I was fairly sure what he meant by meet people and have fun was mostly hooking up with guys. It had already happened three times so far where I’d finished my classes for the day and wanted to relax in our room, only to find a sock on the doorknob. Unfortunately, the first time I hadn’t known what it meant so I’d walked in anyway. That was more of Aspen than I’d wanted to see. I had some classes with that other guy, and he hadn’t made eye contact with me since that day.
“I like having fun,” I argued. “I just don’t think parties are that fun.”
“They’re only fun if you let yourself have fun. Don’t sit in the corner all night, you know? Play some drinking games. Make out with a girl. You said you’re not still hung up on your ex, right?”
He was referring to my ex-girlfriend, Gwen, who I’d talked about with him a little bit. We’d started dating in sophomore year, and then all through junior and senior. When she’d broken up with me over the summer, I think she’d expected me to beg her to reconsider but I’d only been relieved. I hadn’t even realized how unhappy I was until I’d gotten away from her. She still texted me sometimes, but I wasn’t sure how to tell her I didn’t even really want to be friends anymore.
“Definitely not,” I assured him.
“Then go have some fun!” He paused for a bit before speaking again. “I’m not being too pushy, right?”

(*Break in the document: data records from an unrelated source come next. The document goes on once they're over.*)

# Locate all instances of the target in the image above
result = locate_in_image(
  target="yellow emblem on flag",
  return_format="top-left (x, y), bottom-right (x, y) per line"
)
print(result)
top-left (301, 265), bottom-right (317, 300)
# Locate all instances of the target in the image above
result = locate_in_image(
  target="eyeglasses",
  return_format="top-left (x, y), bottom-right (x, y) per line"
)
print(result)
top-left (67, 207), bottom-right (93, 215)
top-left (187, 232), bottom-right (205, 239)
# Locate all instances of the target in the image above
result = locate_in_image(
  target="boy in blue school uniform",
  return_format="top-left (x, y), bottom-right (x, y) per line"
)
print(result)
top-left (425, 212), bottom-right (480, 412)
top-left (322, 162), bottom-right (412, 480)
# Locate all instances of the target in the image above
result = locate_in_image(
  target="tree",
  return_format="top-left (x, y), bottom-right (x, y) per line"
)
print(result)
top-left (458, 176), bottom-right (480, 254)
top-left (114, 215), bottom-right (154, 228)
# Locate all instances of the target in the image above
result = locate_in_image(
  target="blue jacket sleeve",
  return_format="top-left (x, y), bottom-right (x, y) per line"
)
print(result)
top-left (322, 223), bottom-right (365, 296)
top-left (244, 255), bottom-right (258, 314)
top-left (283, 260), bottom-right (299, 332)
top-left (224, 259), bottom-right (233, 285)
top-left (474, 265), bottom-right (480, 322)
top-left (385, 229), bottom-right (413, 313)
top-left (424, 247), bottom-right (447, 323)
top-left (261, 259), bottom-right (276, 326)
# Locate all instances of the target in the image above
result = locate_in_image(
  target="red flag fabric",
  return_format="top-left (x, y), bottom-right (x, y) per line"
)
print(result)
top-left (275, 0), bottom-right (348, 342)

“No,” I told him honestly. He could be assertive, but I didn’t mind that about him. “You’re right. I’ll try to have fun.”
That night, I laid awake for a bit, just staring up at the ceiling that I couldn’t see because Aspen liked the room pitch black like a dungeon. I had a nervous feeling in my stomach, but I wasn’t entirely sure why. Was it because of the impending party? I’d already gone to some of those, though I hadn’t had very much fun.
Was it because I was meeting Maddox on Wednesday? But that was silly. He was cool and nice, but I didn’t have any reason to be nervous about some writing project. It didn’t even count for a big portion of our grade or anything. Or maybe I was nervous about the fact that he was the kind of guy who I always seemed to manage to annoy or aggravate in some way. Was he dreading seeing me?
Heaving a deep sigh, I tried to push it out of my mind and sleep. I wouldn’t need to worry about seeing him until Wednesday anyway. Or at least, that’s what I thought then, right before my stubborn brain finally let me drift off.